An embedded and charset-unspecified text was scrubbed... Name: not available Url: https://stat.ethz.ch/pipermail/r-help/attachments/20031224/b2bb2e2b/attachment.pl
coding logic and syntax in R
4 messages · Pravin, Brian Ripley, Eric Lecoutre +1 more
On Wed, 24 Dec 2003, Pravin wrote:
I am a beginner in R programming and recently heard about this mailing list. Currently, I am trapped into a simple problem for which I just can't find a solution. I have a huge dataset (~81,000 observations) that has been
BTW, that is quite a small dataset these days: not even 10 million is `huge'.

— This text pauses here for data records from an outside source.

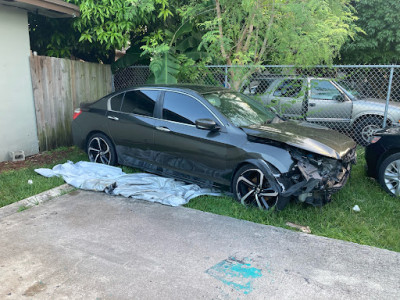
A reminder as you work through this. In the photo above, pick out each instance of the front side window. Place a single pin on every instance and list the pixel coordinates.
(289, 88)
(140, 102)
(240, 109)
(184, 109)
(324, 90)
(116, 102)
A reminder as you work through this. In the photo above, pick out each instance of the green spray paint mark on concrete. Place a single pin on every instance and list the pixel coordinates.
(239, 274)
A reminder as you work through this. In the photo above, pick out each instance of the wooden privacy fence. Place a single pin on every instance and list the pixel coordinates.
(59, 86)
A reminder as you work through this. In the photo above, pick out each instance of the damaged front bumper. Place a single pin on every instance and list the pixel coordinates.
(314, 178)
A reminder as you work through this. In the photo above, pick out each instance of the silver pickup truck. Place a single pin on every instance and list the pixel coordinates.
(327, 102)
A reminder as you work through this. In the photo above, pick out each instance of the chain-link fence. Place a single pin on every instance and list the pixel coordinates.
(355, 100)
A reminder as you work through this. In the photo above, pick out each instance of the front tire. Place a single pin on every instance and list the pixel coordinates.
(251, 188)
(101, 150)
(389, 174)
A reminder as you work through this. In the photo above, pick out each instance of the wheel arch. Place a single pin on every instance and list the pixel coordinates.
(93, 132)
(361, 118)
(264, 166)
(386, 155)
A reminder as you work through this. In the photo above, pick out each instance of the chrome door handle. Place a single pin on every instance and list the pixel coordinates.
(162, 128)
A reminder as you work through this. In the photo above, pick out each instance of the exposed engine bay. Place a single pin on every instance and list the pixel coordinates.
(314, 178)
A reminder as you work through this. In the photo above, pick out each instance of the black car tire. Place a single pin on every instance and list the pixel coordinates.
(364, 129)
(251, 188)
(389, 174)
(101, 150)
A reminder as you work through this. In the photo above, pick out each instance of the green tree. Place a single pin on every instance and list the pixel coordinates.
(255, 32)
(380, 44)
(103, 26)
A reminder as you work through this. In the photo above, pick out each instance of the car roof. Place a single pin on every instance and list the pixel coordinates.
(198, 88)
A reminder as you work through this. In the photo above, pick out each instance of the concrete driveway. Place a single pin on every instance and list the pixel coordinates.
(86, 245)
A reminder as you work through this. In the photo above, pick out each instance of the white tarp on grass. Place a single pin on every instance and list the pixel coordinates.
(112, 180)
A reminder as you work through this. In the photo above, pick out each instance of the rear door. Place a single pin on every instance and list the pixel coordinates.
(182, 149)
(131, 126)
(327, 105)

analyzed and the final result is in the form of 0 and 1(one column). I need to write a code to process this column in a little complicated way. These 81,000 observations are actually 9,000 sets (81,000/9). So, in each set whenever zero appears, rest all observations become zero. For example; If the column has: 111110111111011111111111111111111.... The output should look like: 111110000111000000111111111111111...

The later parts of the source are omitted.